Recovery objectives and what they actually mean¶
RTO, RPO, MTPD, and MBCO are quoted often and questioned rarely. The numbers attached to them tend to drift away from operational reality on a quiet, predictable schedule.
The four numbers¶
Recovery Time Objective (RTO): how long before the activity is restored.
Recovery Point Objective (RPO): how much data loss is tolerable.
Maximum Tolerable Period of Disruption (MTPD): how long the organisation can live without the activity at all before the consequences become unrecoverable.
Minimum Business Continuity Objective (MBCO): the reduced level of service that can be sustained during disruption, as distinct from the full level that DR is trying to restore.

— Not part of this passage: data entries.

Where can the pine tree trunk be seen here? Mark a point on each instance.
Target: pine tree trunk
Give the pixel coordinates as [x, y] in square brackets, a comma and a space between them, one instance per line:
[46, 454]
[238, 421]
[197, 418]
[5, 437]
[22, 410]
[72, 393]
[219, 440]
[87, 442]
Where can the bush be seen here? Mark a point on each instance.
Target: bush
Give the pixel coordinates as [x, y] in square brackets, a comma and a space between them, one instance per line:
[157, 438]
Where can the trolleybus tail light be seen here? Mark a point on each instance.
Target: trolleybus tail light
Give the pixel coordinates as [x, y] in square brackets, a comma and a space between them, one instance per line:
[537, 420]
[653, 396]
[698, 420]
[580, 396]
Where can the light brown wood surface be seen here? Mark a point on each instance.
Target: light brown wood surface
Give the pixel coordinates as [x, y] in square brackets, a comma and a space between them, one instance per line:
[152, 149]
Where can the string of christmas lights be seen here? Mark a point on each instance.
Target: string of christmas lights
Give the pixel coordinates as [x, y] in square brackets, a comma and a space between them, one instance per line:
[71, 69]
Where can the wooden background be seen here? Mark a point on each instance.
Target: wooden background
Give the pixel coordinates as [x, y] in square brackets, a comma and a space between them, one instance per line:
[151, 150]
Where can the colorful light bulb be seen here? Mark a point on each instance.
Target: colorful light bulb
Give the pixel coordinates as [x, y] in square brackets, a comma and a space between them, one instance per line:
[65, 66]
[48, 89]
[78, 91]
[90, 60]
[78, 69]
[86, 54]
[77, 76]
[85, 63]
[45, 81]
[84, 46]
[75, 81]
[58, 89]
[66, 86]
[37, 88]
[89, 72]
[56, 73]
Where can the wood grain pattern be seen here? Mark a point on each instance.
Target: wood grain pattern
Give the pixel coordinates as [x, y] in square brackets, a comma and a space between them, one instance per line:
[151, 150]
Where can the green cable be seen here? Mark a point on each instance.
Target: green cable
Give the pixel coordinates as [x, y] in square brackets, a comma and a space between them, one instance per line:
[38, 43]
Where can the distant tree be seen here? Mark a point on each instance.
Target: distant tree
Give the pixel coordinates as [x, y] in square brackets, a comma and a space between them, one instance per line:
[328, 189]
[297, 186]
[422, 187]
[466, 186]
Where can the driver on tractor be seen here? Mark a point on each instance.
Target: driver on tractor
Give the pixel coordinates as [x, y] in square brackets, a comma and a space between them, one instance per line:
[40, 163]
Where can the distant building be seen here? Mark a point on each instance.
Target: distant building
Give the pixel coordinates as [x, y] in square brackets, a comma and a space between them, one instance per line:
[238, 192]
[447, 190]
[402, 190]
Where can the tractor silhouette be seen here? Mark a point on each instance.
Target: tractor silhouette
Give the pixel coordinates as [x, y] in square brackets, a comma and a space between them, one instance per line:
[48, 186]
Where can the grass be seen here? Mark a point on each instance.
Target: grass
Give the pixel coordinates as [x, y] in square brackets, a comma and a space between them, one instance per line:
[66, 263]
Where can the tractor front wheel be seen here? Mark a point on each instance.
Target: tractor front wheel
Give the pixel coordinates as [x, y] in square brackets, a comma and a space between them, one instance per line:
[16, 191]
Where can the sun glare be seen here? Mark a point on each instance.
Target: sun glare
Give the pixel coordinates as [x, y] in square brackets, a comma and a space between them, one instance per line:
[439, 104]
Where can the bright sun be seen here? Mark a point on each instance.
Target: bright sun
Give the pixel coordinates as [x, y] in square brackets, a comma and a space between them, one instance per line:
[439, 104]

RTO and RPO describe the recovery; MTPD describes the limit beyond which recovery is no longer the point; MBCO describes what life looks like in between. Most plans capture the first two, mention the third, and skip the fourth.
How the numbers tend to be set¶
The values attached to these objectives are sometimes:
the answer the business owner gave the consultant who asked
the answer that fits the contract that has already been signed
the answer that does not require the IT budget to grow
the answer that someone else’s plan used, copied across without revisiting
Few of these are derived from operational reality. A useful test of the numbers is whether anyone has rehearsed against them. An RTO of four hours that has never been measured against actual restore time is closer to a wish than a target.
The trouble with one number¶
Different activities have different RTOs depending on when they fail. A four-hour RTO for payroll is fine in week one of the month and ruinous on the day before payday. A four-hour RTO for a customer-facing portal is fine on a quiet Tuesday and existential during a release window.
Time-of-day, time-of-month, and time-of-year context can usefully sit in the objective, or at least in a note next to it. A continuity plan that omits this risks becoming a model simplified into uselessness, because it produces the same response regardless of when the incident lands.
The communication clock¶
The objectives describe technical and operational targets. They rarely describe communication targets. The window during which an organisation has to make a public statement, notify regulators, brief staff, or update customers is its own clock, and it often expires faster than the technical RTO. Restoring the database can be necessary without being sufficient.
The objectives also tend to be silent on the dependency side. An RTO of four hours for activity A is meaningless if activity A depends on activity B, and B has an RTO of twelve hours. The composite RTO for the chain is twelve hours, and that is the number an organisation will actually experience. Plans that quote per-activity RTOs without composing them along the dependency graph are usually quoting fiction.
The honest version¶
A useful set of objectives includes the number, the conditions under which it was set, the date it was last validated, the test that validated it, and the dependency context in which it applies. That is more text than fits on a slide, which is part of why most published objectives are shorter than the work would justify.